A correlation near 0.0 means that there’s no linear relationship between two variables. You cannot predict the movement in one variable from the other.

Pandas makes it very easy to compute correlations for columns in a DataFrame. Let’s perform the computation and then interpret the results.

dfCompustat[['SALE','IB','ACC','OANCF']].corr()
SALE IB ACC OANCF
SALE 1.000000 0.681791 -0.658824 0.793711
IB 0.681791 1.000000 -0.431227 0.876442
ACC -0.658824 -0.431227 1.000000 -0.812050
OANCF 0.793711 0.876442 -0.812050 1.000000

First, look at the table above (tables like these are called a correlation matrix; each number in the table is the correlation between two variables). You will see that the diagonal terms are 1.000000. That will always be the case because, by definition, a variable is perfectly correlated with itself. Also notice that the table is symmetric. The correlation between IB and SALE (second row, first column) must exactly equal the correlation between SALE and IB (first row, second column).
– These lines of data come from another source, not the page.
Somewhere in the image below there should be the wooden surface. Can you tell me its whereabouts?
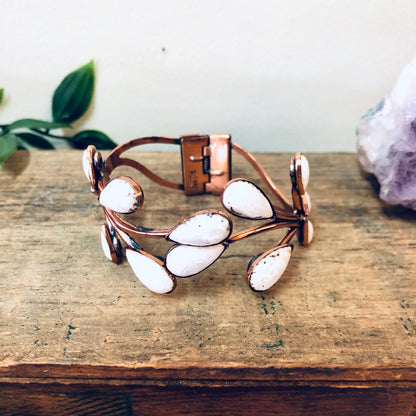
[0,151,416,415]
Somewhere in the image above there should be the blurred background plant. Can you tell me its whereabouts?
[0,61,116,167]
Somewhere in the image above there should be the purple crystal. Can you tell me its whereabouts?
[357,59,416,210]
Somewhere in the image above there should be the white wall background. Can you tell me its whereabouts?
[0,0,416,152]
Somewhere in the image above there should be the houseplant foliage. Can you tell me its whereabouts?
[0,61,116,167]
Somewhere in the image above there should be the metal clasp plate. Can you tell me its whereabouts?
[180,134,231,195]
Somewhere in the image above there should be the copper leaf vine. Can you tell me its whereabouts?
[0,61,116,167]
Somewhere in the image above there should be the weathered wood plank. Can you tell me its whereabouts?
[0,151,416,381]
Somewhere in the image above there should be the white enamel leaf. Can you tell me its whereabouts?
[247,246,292,292]
[168,211,232,246]
[165,244,225,277]
[300,155,309,189]
[99,176,143,214]
[221,179,274,219]
[126,248,176,294]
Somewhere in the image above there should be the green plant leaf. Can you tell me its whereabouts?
[5,118,71,132]
[52,61,95,123]
[0,133,17,167]
[68,130,117,150]
[16,133,55,150]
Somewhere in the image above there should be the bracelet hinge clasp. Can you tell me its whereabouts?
[180,134,231,195]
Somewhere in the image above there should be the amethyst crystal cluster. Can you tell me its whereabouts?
[357,58,416,210]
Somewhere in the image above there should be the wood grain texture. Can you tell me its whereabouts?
[0,151,416,414]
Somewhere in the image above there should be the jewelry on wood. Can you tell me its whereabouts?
[83,134,313,293]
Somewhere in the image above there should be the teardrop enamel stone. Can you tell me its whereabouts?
[126,248,176,294]
[247,245,292,292]
[99,176,143,214]
[165,244,225,277]
[221,179,274,220]
[168,210,232,246]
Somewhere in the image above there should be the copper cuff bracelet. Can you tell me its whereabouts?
[83,134,313,293]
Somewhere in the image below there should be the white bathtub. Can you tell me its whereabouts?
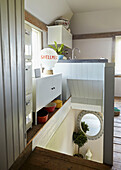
[32,99,103,163]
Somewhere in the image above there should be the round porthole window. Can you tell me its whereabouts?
[77,110,103,140]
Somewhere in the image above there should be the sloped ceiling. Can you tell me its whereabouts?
[67,0,121,13]
[25,0,73,25]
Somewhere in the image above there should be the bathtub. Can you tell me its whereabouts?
[32,98,103,163]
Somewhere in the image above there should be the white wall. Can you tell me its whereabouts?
[73,38,112,62]
[71,10,121,96]
[71,10,121,34]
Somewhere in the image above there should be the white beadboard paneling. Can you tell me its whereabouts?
[32,98,71,149]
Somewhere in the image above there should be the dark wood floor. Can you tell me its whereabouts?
[27,98,121,170]
[20,147,110,170]
[112,98,121,170]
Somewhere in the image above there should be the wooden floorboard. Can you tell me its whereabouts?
[20,147,111,170]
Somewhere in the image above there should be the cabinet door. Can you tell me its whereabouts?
[36,77,52,111]
[25,24,32,60]
[51,75,62,99]
[25,62,32,94]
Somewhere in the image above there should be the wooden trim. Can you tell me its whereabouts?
[73,31,121,40]
[25,10,48,32]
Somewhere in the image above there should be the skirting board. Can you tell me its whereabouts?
[32,98,71,150]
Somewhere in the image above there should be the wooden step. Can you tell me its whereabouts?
[20,147,111,170]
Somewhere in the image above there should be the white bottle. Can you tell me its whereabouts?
[85,149,92,160]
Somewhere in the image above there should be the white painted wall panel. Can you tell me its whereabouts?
[73,38,112,62]
[71,10,121,34]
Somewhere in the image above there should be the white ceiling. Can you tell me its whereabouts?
[67,0,121,13]
[25,0,72,24]
[25,0,121,25]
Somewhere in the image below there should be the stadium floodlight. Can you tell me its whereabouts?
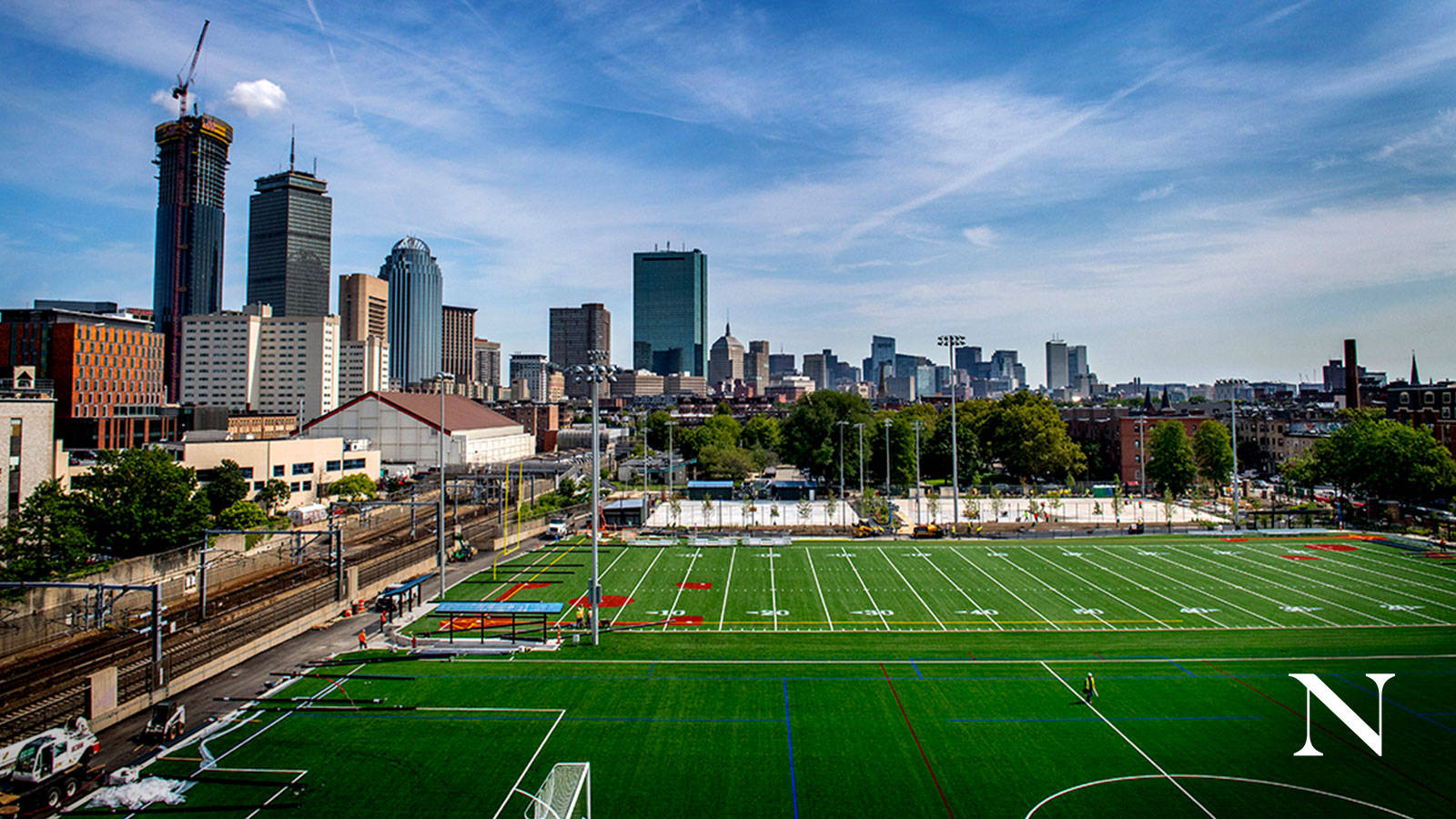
[571,349,614,645]
[435,371,454,602]
[935,334,966,538]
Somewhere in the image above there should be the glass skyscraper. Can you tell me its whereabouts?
[379,236,444,388]
[632,248,708,376]
[248,157,333,317]
[151,114,233,400]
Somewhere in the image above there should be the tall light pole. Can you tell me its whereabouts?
[435,371,454,603]
[910,419,920,525]
[935,334,966,538]
[834,419,849,526]
[571,349,616,645]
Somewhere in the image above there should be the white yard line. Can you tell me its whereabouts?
[925,554,1006,631]
[662,550,703,631]
[607,548,667,625]
[951,547,1061,631]
[1158,552,1340,627]
[1002,547,1117,631]
[843,551,890,631]
[804,547,834,631]
[1233,552,1446,625]
[1188,552,1395,625]
[1031,550,1172,628]
[718,547,738,631]
[875,547,949,631]
[490,708,566,819]
[1038,660,1216,819]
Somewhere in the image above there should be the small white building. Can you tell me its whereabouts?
[298,392,536,466]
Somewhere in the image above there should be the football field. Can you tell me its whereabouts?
[125,536,1456,817]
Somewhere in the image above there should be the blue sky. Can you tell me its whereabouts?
[0,0,1456,382]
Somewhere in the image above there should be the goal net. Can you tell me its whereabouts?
[526,763,592,819]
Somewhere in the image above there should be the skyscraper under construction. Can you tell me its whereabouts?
[151,114,233,400]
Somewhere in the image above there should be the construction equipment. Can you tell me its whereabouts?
[141,700,187,742]
[0,717,100,814]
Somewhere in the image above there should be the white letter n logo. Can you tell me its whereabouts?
[1289,673,1395,756]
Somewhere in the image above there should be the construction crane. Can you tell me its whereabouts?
[172,20,213,119]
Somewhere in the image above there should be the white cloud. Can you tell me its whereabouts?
[228,80,288,116]
[1138,182,1178,203]
[961,225,996,248]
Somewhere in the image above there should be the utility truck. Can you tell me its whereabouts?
[0,717,100,816]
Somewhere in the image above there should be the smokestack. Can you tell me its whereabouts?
[1345,339,1360,410]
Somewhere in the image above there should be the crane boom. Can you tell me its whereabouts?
[172,20,213,119]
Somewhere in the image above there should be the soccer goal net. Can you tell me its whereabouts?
[521,763,592,819]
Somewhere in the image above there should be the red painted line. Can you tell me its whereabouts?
[879,663,956,819]
[1203,660,1456,804]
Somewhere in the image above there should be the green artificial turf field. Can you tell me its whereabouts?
[116,536,1456,817]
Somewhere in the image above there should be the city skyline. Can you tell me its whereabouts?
[0,2,1456,383]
Now let’s look at the correlation. Revenue (SALE) and income (IB) are positively correlated (0.68). That is unsurprising. As revenue increases, we would expect income to increase. Similarly, income (IB) and operating cash flows (OANCF) are highly correlated (0.876). Again, this is unsurprising.

Notice that accruals (ACC) are negatively correlated with the other variables. Accruals are computed as IB minus OANCF. It is therefore unsurprising that accruals are negatively correlated with cash flows. It is somewhat less intuitive that accruals are negatively correlated with income.